Wednesday, September 9, 2009

More Details from Nanos and Leger

The details of the Nanos poll are now available, and I was mistaken, it was taken between August 28 and September 2 (not 3).

When comparing the national results I posted about yesterday to Nanos's poll in early August, the Conservatives have risen an astounding 6.2 points, while the Liberals have lost 0.4. The NDP has also lost some ground - 3.9 points. The Greens are down 2.4.

In British Columbia, the Liberals and Conservatives are tied, at 34.3% and 35.6%, respectively. The NDP is at 22.8% and the Greens at a worrisome 7.3%. The results of the Liberals, NDP, and Greens, it should be said, is contrary to most of the polling we've seen lately.

Alberta and the Prairies are mixed together, so they can't be used in my model. Suffice to say, the Tories are up big and the NDP down big, with the Liberals remaining steady.

In Ontario, both the Tories and Liberals gained some ground, and are now very close at 38.5% and 39.6%, respectively. The NDP is at 15.6%, which compared to recent polling, isn't that bad.

In Quebec, the Bloc leads with 37.3% (representing a gain of about two points), the Liberals are at 32.5%, and the Tories at 19.3%. That last number is up 6.2 points, which is probably due more to the smaller polling size in this province. The NDP, at 8.9%, would be in trouble.

Finally, in Atlantic Canada the margin of error really comes into play, as the Conservatives have gained 10.5 points to lead with 42%. The Liberals are second, at 39.3%, and the NDP have lost 10.5 points to fall to 17.2%. With only 72 respondents, we'll chalk these numbers up to the MOE.

Because of the polling in the "Prairies", I can't provide an official seat projection for this one poll. But using the current projection to fill in Alberta and the Prairies, we get:

Conservatives - 132
Liberals - 109
Bloc Quebecois - 48
New Democrats - 19

Now, Léger Marketing has also released their polling data from last week.
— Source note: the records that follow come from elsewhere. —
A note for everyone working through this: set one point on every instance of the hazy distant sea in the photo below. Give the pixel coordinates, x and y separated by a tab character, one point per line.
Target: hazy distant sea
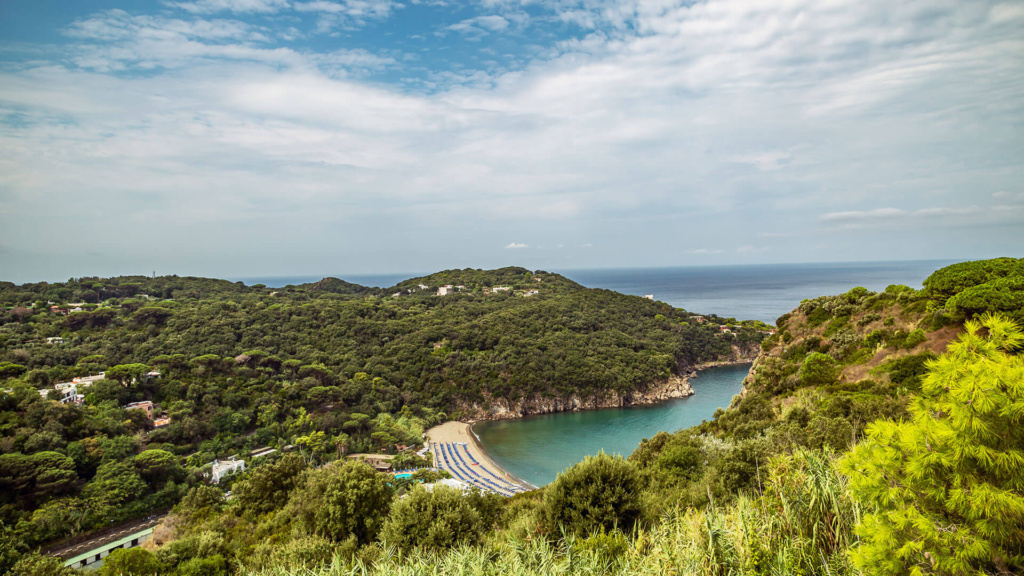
744	292
755	292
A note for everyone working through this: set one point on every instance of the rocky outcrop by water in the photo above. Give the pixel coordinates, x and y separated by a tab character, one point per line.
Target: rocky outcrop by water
676	386
498	409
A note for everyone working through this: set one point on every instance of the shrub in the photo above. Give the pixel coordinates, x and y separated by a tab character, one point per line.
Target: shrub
266	488
342	500
601	492
914	338
944	490
818	370
136	562
437	520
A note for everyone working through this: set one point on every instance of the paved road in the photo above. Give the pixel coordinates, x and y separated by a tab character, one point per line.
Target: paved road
120	532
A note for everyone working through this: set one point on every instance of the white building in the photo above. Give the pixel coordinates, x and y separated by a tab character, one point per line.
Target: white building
220	468
87	380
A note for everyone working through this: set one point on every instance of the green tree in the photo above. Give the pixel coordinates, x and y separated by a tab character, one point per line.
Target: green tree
267	487
946	489
818	370
126	373
436	520
11	548
601	492
158	466
136	562
115	484
338	501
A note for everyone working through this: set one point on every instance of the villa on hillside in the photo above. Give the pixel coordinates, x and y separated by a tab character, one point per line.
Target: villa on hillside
221	468
449	289
146	406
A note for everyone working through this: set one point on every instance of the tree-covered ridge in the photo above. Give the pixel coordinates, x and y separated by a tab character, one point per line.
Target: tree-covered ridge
938	494
243	367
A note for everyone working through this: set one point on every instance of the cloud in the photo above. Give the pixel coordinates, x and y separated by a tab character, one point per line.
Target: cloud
641	126
347	14
477	28
861	215
236	6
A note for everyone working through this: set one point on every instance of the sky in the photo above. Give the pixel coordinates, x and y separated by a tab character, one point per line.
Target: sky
262	137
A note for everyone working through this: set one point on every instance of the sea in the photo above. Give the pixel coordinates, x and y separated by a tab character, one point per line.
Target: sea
745	292
538	448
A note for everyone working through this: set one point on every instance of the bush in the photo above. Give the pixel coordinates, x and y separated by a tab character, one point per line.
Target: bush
339	501
914	338
136	562
437	520
818	370
267	487
599	493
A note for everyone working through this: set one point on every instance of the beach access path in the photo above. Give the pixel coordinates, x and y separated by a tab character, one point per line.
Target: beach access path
460	433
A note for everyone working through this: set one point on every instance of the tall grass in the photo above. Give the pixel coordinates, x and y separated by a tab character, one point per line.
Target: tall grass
801	524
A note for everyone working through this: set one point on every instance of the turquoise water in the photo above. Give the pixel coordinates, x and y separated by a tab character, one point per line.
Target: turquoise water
537	448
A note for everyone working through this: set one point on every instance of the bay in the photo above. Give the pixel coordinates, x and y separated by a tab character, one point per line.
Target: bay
537	448
754	291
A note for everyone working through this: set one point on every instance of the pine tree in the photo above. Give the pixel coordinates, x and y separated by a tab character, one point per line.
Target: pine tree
944	493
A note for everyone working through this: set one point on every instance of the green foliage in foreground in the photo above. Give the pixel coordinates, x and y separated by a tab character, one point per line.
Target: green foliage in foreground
600	493
327	368
946	488
437	520
801	525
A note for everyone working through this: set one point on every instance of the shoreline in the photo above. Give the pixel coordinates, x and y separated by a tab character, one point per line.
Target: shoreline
455	432
672	388
483	452
466	425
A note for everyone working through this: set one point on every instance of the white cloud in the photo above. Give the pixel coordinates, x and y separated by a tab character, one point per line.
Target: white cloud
479	27
668	125
237	6
859	215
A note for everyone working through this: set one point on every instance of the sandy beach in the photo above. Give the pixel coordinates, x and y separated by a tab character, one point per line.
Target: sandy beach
460	434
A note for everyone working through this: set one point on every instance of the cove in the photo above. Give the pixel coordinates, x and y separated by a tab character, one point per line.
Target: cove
538	448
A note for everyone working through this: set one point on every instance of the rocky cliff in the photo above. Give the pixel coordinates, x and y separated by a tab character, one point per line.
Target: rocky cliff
673	387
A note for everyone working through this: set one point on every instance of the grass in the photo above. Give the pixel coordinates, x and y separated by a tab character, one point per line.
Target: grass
801	524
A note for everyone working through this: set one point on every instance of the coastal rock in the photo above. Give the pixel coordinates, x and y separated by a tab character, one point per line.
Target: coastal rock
498	409
673	387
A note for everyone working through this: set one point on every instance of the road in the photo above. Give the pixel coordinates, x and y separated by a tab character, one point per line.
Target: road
119	532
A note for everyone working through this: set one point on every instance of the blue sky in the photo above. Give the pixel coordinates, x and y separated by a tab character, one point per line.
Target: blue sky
260	137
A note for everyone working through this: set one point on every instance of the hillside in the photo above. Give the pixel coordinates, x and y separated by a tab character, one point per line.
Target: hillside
330	367
862	410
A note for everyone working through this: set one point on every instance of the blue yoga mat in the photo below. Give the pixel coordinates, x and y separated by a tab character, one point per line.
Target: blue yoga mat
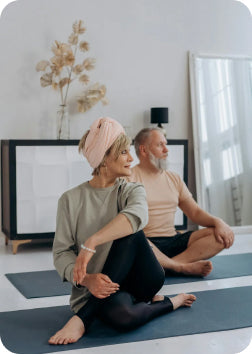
228	266
48	283
27	331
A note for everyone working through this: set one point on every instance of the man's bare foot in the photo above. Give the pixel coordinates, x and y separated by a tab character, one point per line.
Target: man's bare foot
199	268
178	300
182	300
70	333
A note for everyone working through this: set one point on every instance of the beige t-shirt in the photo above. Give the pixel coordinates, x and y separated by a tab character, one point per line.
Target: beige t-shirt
84	210
164	193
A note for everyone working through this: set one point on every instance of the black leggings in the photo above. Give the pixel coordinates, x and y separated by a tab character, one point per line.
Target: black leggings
132	264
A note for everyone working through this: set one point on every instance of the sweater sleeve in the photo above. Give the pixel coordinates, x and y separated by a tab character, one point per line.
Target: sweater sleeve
133	204
64	248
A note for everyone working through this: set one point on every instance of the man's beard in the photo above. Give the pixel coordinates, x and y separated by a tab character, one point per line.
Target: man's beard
159	164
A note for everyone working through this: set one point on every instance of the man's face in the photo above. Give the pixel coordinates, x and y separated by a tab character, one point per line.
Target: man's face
157	149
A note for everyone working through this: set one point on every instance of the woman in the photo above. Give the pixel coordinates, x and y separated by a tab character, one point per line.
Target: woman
116	281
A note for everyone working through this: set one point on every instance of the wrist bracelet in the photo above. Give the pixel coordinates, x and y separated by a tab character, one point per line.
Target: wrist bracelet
88	249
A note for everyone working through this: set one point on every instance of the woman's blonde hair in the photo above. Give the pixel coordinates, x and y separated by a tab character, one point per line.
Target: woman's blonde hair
121	143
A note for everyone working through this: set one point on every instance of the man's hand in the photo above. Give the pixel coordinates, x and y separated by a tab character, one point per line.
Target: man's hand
80	268
223	233
100	285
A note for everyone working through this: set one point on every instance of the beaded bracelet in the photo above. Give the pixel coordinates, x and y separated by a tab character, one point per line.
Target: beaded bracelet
88	249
Of note for us is the breakdown of support in the Montreal region:

Liberals - 34%
Bloc Quebecois - 32%
New Democrats - 17%
Conservatives - 13%
Greens - 3%

And in the Quebec City region:

Bloc Quebecois - 32%
Liberals - 29%
Conservatives - 24%
New Democrats - 14%
Greens - 1%

So, from this it is clear that the Liberals will pick up some seats in Montreal but that the Bloc will still be competitive. At 17%, the NDP could keep Outremont. As for Quebec City, the Bloc looks like it will pick up whatever the Tories lose, but that the Liberals will also have a chance to win a seat or two. The Conservatives are strong enough to keep some of their "strongholds", but are certainly in decline.

Also of note is by distributing the undecideds, we get 47% of Quebecers in favour of sovereignty vs. 53% against. For francophones, that's 56% for and 44% against.